One thing to check, is there any evidence that coolant is being ejected/dumped out of the reservoir?
I thought that after I had initially changed the coolant in my 2011 Audi S4, I was being clever refilling the reservoir to the MAX instead of half way between the MAX and MIN, I was wrong, every time we stopped, after driving for maybe 100 miles, the next morning the level had dropped to a bit lower than half way between the MAX and MIN and I wrongly interpreted that to mean that more air was being dumped out of the system and so making room for more coolant - when in fact, I worked out that what was happening was that the remaining trapped air was expanding when the coolant was at normal operating temperature and so dumping some of the extra coolant I had put into it out through the top of the reservoir. As soon as I worked that out, I stopped refilling the reservoir and no more coolant got ejected/dumped out, though as I said earlier, I think that there is still air in the highest level of the system, ie in the supercharger heat exchanger, so that is what is still causing the coolant level to rise when the coolant is at normal operating temperature.
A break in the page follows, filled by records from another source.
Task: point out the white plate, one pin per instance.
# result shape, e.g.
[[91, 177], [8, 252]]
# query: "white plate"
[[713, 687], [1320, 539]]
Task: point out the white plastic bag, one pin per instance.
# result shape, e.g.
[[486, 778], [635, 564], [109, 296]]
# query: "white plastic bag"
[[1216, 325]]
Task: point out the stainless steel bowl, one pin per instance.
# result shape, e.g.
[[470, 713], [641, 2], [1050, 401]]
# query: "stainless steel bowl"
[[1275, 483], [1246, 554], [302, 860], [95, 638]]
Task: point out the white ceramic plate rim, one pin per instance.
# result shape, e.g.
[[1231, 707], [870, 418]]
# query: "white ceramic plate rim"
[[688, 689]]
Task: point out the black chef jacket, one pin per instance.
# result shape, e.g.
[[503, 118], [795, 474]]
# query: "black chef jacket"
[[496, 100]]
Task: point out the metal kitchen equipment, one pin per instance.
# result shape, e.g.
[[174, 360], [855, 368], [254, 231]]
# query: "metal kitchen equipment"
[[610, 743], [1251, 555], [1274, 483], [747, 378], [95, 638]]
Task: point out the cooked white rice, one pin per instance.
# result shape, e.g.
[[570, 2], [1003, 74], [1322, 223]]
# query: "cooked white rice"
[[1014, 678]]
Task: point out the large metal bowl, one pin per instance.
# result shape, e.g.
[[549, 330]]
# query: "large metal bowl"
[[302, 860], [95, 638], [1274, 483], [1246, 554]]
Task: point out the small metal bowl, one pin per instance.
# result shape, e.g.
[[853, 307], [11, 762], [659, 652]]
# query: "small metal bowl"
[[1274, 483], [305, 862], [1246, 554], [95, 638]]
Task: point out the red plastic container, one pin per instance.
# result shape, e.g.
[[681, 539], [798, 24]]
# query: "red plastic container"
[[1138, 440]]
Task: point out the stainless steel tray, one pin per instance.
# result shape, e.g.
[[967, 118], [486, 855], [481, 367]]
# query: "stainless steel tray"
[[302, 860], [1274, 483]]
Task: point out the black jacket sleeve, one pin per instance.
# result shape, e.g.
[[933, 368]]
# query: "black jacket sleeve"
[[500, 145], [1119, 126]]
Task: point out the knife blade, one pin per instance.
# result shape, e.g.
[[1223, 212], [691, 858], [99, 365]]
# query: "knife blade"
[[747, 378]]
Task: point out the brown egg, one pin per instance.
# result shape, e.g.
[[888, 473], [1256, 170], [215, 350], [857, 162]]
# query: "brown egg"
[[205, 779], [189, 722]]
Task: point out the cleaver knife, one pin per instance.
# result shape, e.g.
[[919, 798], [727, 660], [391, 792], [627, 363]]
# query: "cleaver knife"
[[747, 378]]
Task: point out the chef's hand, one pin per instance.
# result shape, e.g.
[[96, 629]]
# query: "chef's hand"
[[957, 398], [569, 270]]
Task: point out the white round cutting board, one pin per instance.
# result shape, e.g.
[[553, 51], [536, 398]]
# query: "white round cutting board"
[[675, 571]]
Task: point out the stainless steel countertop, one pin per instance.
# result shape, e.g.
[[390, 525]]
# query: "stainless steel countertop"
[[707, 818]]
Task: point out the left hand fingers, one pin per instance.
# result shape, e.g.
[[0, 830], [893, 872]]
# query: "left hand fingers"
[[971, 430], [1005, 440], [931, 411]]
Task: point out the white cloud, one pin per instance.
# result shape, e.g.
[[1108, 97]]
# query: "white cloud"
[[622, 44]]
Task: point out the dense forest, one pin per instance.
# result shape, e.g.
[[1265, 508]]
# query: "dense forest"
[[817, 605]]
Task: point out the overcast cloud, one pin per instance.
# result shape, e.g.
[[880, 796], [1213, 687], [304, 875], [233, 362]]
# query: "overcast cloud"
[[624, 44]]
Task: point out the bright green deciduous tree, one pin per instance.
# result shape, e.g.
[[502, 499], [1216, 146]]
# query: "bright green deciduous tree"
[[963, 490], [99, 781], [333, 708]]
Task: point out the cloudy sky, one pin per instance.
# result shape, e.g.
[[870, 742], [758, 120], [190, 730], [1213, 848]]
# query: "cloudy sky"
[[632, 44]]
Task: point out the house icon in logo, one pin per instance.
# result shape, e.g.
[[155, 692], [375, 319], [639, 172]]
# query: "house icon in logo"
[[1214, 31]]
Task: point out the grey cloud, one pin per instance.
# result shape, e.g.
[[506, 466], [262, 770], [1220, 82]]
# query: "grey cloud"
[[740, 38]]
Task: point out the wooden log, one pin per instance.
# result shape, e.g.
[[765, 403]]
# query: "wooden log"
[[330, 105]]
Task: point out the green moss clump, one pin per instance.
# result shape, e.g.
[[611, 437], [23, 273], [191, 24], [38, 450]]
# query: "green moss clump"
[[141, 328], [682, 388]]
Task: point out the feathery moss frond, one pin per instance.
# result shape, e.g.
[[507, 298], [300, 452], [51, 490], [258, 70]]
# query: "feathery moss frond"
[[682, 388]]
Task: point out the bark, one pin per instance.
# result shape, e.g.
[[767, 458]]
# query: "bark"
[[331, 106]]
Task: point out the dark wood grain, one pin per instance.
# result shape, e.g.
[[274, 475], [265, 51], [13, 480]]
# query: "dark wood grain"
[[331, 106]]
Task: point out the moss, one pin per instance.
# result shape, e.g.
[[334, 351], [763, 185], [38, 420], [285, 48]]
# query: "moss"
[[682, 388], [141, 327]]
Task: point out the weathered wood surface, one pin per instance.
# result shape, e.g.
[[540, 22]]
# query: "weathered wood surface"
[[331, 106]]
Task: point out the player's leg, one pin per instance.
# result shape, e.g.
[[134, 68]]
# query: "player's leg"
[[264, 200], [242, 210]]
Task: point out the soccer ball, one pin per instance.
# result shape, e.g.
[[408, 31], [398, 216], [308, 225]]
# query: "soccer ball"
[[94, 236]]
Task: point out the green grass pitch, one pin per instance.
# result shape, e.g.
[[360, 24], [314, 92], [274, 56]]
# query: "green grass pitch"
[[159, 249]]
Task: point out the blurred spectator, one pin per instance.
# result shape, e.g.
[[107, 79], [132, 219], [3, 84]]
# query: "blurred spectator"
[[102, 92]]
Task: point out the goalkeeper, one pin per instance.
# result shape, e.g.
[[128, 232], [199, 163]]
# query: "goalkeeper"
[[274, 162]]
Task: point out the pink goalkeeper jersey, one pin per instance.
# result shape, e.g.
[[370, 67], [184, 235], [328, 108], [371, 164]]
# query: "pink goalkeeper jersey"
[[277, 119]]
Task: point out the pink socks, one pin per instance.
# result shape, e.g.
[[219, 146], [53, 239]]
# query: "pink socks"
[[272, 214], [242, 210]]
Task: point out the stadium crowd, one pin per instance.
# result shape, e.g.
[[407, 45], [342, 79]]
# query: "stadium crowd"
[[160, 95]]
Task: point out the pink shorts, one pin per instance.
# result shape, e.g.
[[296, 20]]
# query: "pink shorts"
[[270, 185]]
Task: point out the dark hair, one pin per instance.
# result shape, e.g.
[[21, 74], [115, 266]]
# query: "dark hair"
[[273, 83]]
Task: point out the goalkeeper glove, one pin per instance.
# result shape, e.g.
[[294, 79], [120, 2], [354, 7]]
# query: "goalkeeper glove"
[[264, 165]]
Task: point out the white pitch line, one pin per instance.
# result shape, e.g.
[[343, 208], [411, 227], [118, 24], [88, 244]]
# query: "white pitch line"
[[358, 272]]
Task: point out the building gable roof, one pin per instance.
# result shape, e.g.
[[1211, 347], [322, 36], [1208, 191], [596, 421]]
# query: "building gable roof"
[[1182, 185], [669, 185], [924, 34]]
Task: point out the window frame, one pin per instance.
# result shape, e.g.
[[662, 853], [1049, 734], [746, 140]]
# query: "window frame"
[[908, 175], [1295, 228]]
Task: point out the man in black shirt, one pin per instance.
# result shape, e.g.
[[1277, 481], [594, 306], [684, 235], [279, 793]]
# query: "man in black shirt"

Getting rid of that is still a job to be done, having that air in there will only mean that if I ever thrashed that car, it would not maintain its rated max power output as the supercharger heat exchanger would not be cooling the incoming compressed air down to the correct level - but that will never be a
problem for me, though I will attempt to bleed the 2 heat exchangers as they will never self bleed by themselves as that coolant circuit is in a branch with its own pump and air to coolant section of the radiator.